Reputation: 77
i'm trying to use DASK package in Python 3.4 for avoid RAM problems with large datasets, but i've notice a problem.
Using native fucntion "read_csv" i load big dataset into a dask dataframe using less than 150MB of RAM.
The same dataset read with PANDAS DB Connection (using limit and offset options) and dask fuction"from_pandas" fill my ram uo to 500/750 MB.
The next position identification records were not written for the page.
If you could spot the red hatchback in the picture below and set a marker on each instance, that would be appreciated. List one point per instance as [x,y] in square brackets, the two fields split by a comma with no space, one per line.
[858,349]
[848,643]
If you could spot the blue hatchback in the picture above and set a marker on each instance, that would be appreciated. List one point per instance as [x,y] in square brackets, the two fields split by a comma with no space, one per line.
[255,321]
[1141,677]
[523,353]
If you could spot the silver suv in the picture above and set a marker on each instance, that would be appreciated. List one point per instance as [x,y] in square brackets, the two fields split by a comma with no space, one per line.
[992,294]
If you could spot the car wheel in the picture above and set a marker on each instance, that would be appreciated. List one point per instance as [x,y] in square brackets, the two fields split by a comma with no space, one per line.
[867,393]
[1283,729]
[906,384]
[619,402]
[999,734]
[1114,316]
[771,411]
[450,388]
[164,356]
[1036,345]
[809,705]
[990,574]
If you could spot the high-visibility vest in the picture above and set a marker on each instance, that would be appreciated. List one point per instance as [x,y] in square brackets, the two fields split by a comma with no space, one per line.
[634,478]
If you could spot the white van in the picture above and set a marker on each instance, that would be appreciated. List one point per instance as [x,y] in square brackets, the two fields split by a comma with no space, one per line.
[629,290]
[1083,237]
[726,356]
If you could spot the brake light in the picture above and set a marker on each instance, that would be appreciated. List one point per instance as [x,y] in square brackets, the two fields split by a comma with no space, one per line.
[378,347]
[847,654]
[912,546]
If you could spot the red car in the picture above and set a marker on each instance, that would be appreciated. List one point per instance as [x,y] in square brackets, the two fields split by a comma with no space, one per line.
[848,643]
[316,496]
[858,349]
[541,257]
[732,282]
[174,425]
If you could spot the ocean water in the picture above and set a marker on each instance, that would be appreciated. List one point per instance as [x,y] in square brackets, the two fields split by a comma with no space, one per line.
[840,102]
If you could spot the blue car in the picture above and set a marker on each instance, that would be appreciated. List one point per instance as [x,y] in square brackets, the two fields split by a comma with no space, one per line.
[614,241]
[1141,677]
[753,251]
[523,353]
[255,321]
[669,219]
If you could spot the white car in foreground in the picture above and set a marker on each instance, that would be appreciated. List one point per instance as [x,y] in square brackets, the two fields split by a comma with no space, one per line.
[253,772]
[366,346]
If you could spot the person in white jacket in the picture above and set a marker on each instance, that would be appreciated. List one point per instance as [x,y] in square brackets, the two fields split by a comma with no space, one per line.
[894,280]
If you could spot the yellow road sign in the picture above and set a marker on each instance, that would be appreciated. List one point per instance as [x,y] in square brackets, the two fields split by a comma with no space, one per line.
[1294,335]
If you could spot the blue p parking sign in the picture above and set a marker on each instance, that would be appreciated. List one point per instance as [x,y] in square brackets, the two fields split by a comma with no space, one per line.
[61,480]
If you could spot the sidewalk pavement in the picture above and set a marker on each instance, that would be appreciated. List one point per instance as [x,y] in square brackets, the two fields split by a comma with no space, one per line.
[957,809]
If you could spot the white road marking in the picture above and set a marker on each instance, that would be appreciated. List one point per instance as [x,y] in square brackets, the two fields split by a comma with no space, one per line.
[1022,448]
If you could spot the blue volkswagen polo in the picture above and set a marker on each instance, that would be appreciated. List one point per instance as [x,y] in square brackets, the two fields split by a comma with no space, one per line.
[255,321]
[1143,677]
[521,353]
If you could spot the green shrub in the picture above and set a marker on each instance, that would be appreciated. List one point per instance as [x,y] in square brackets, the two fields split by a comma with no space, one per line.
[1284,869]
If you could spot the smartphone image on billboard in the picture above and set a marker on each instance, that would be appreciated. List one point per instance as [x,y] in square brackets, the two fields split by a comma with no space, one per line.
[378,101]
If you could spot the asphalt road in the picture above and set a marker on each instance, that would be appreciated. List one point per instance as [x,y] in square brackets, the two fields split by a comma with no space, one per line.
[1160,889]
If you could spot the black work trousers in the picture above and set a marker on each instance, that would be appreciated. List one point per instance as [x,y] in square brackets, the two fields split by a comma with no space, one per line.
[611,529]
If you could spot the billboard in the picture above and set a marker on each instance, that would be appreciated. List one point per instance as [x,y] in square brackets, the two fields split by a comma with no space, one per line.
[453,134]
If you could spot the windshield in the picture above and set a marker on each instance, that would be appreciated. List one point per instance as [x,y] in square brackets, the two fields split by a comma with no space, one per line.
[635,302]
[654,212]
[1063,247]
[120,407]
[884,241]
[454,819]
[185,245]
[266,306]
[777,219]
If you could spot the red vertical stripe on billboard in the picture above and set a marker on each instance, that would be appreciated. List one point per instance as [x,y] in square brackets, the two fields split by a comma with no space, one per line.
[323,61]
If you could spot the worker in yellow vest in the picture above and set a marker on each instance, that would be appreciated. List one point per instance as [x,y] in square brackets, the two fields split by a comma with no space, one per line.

I can't undestand why this happens and i want to fix this issue.
Here the code:
def read_sql(schema,tab,cond):
sql_count="""Select count(*) from """+schema+"""."""+tab
if (len(cond)>0):
sql_count+=""" where """+cond
a=pd.read_sql_query(sql_count,conn)
num_record=a['count'][0]
volte=num_record//10000
print(num_record)
if(num_record%10000>0):
volte=volte+1
sql_base="""Select * from """+schema+"""."""+tab
if (len(cond)>0):
sql_base+=""" where """+cond
sql_base+=""" limit 10000"""
base=pd.read_sql_query(sql_base,conn)
dataDask=dd.from_pandas(base, npartitions=None, chunksize=1000000)
for i in range(1,volte):
if(i%100==0):
print(i)
sql_query="""Select * from """+schema+"""."""+tab
if (len(cond)>0):
sql_query+=""" where """+cond
sql_query+=""" limit 10000 offset """+str(i*10000)
a=pd.read_sql_query(sql_query,conn)
b=dd.from_pandas(a , npartitions=None, chunksize=1000000)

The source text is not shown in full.